12 September 2012

food stories


Less than a week ago, it was warm enough to swim and wear stripy tee shirts and straw hats on the beach. Such a lovely day we had.  He read some trashy book about spying and I tacked some bunting together and then went swimming in the cool, calm water.  We had hardly anything to eat - a cup of coffee and a very delicious honeycomb ice cream each.  I complained that he had forgotten that I had asked for a latte and not an americano -  he had probably never listened anyway.  Very hot days can suppress both the appetite and the memory it seems.

Food, though not eating, was very much on my mind.  The bunting I joined up was a collection of triangles depicting food stories crafted by my buddies at the WI.  It's a project we have been working on most of the year and the finished triangles were strung between two trees last weekend at a local community fete where we sold cream teas in the WI tent. We had made dozens of scones - plain, fruit and cheese.  And, even if I say so myself, my six dozen were the finest scones I had ever made. I had done my research, you see. After years of mediocrity, I had watched the Great British Bake Off, listened carefully and discovered that the secret was to "chaff" the dough and not to handle it too much. And it worked, even if I decided not to follow the complicated recipe recommended (here is the one I used). Unfortunately, it was so hot that people found it too much work to make their way to the tea tent and so we had to hawk our baking around the site a la Nell Gwynne. Learning point: cheese scones sell well to men who have been sitting outside the beer tent all afternoon and would not be seen dead in a tea tent.

Food story bunting
I very much  enjoyed collating the food stories and stringing them all together.  The improvisation with scant crafting supplies was a delight and the stories intimate, funny and touching.  Memories of mother's apple pies from someone far from home, jam sandwiches made with fluffy (fun fur) white bread, trips to a fishmonger who gave away ice lollies, the importance of eating fruit on the road to recovery from a rare and debilitating illness, an introduction to (nylon shoulder pad) mussels and chips on holiday as a child, ice cream, adventures with undercooked beigels, pints of Guinness, podding (green plastic bead) peas with Granny after breakfast, Granddad's deadly bread, heavy as a brick, spread with Lurpak and, one of my favourites, a definitive "I hated rhubarb".

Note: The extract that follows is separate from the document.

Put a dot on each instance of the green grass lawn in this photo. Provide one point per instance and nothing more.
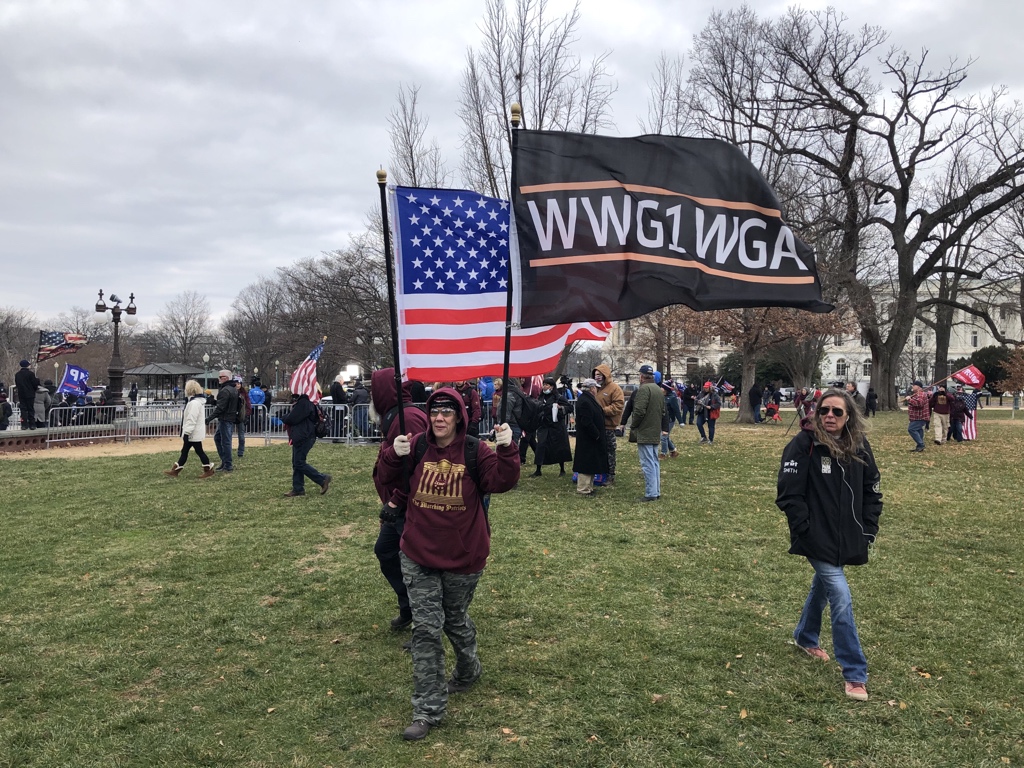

We are bringing all this together this Sunday with a grand feast, and last night some of us were working with the project chef to prepare food from the Edible Garden. It was like having a magic show in the kitchen.  Mike turned up with tiny packs of garlic chive flowers, feverfew and oxalis to taste - I'd always thought of oxalis as a weedy pest but it was a revelation, lemony and tart and green all at once. We boiled water and measured salt, mixed them in the correct proportions,and brined cabbage and chard stems, radish and nasturtium pods. We learned how to use nitrogen cavitation to speed up the process of infusing olive oil with thyme. And to round off the evening we had a quick burn up in the garden of hay and hickory alder to smoke some chillies.


Part Heston, part Merlin, not a hint of Delia.

More food stories to follow.


8 comments:

purejuice said...

heaven. if you'll resend your address to aceyamapola@hotmail.com, i would be thrilled to send you some heirloom chimayo chile seeds, macondo's greatest achievement.
if you'd like, some o'odham keli basso melon seeds, too (arizona desert indians) if you'd like.
http://en.wikipedia.org/wiki/Chimayo,_New_Mexico#Chimayo_chile

Rattling On said...

It was beautiful here as well, a last gasp for summer! Colder now and plenty more rain. I haven't seen oxalis in my garden, must be the only garden thug I don't have! If I find any I'll give them a try.

Jane Housham said...

Your first photo is perfect. And you've made me determined to try my hands at scones again after decades of holding off.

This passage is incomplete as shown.